Nigmatullin geht ebenfalls davon aus, dass die Nachwirkungen des drastischen Rubelverfalls und des seit August 2014 geltenden Einfuhrverbots für Lebensmittel aus der EU noch bis zum Ende des zweiten Quartals 2015 spürbar sein werden. Gleb Sadoja, Leiter des Analytik-
Abteilung bei der Profit Group, meint, dass in Zukunft verschiedene Faktoren zu Preissteigerungen führen könnten, unter anderem eine mit sinkenden Erdölpreisen einhergehende weitere Schwächung des Rubels oder weitere Sanktionen, die Russland drohen, falls der Ukraine-Konflikt nicht beigelegt werden sollte.
Die russische Bevölkerung beunruhigt die aktuellen Zahlen.
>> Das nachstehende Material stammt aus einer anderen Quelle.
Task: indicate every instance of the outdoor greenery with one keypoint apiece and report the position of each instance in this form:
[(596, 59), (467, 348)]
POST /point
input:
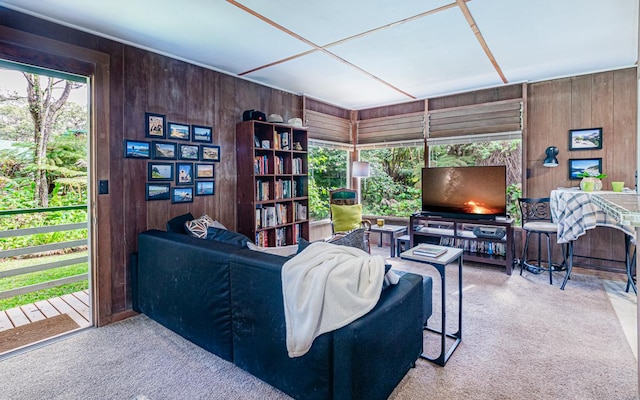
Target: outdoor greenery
[(44, 166)]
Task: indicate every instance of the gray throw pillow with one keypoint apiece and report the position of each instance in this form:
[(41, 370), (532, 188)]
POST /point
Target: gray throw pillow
[(355, 238)]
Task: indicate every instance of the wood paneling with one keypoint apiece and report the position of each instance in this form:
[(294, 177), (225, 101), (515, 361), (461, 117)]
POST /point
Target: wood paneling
[(606, 100)]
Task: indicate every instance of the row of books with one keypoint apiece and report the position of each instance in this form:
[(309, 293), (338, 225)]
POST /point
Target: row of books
[(278, 166), (476, 246), (299, 211), (260, 165), (297, 166), (281, 140), (281, 236), (262, 190), (282, 189)]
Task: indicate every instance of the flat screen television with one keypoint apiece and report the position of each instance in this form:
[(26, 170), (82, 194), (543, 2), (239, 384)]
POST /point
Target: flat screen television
[(465, 192)]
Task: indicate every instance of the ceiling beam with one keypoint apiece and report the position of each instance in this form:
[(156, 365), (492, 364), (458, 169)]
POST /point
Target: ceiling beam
[(472, 23), (316, 47)]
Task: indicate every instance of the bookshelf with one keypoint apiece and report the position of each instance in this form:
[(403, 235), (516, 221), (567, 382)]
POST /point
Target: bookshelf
[(272, 183)]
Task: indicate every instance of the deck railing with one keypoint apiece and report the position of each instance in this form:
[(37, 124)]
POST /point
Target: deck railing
[(32, 250)]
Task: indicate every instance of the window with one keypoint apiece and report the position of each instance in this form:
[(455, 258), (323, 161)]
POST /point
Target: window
[(393, 189), (327, 170)]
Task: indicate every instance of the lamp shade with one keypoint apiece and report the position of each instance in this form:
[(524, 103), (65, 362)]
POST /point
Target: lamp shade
[(360, 169), (551, 160)]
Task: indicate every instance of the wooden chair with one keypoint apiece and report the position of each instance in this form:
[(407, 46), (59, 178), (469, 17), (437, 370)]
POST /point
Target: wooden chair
[(348, 197)]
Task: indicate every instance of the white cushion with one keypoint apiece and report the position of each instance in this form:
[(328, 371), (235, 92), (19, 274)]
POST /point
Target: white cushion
[(284, 251), (541, 226)]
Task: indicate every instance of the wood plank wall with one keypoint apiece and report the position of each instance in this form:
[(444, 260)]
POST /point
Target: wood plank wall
[(135, 81), (138, 81), (606, 100)]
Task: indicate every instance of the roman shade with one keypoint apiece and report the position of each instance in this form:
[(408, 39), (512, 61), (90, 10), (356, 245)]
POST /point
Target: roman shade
[(477, 119), (398, 130)]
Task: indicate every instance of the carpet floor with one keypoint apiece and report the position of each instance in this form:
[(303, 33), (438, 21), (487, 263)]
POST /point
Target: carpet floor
[(522, 339)]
Nach einer Umfrage des Fonds Öffentliche Meinung sorgen sich die Russen am meisten um die Wirtschaftslage, 23 Prozent, sowie um die hohe Inflation und steigende Preise, 22 Prozent. Jeder zehnte Einwohner des Landes erwähnt die niedrigen Löhne und das niedrige Lebensniveau. Weiteren zehn Prozent macht die Arbeitslosigkeit zu schaffen. Acht Prozent betrachten die Abhängigkeit der nationalen Wirtschaft von Rohstoffen, in erster Linie von Erdölexporten, als aktuell größtes Problem für die wirtschaftliche Entwicklung des Landes.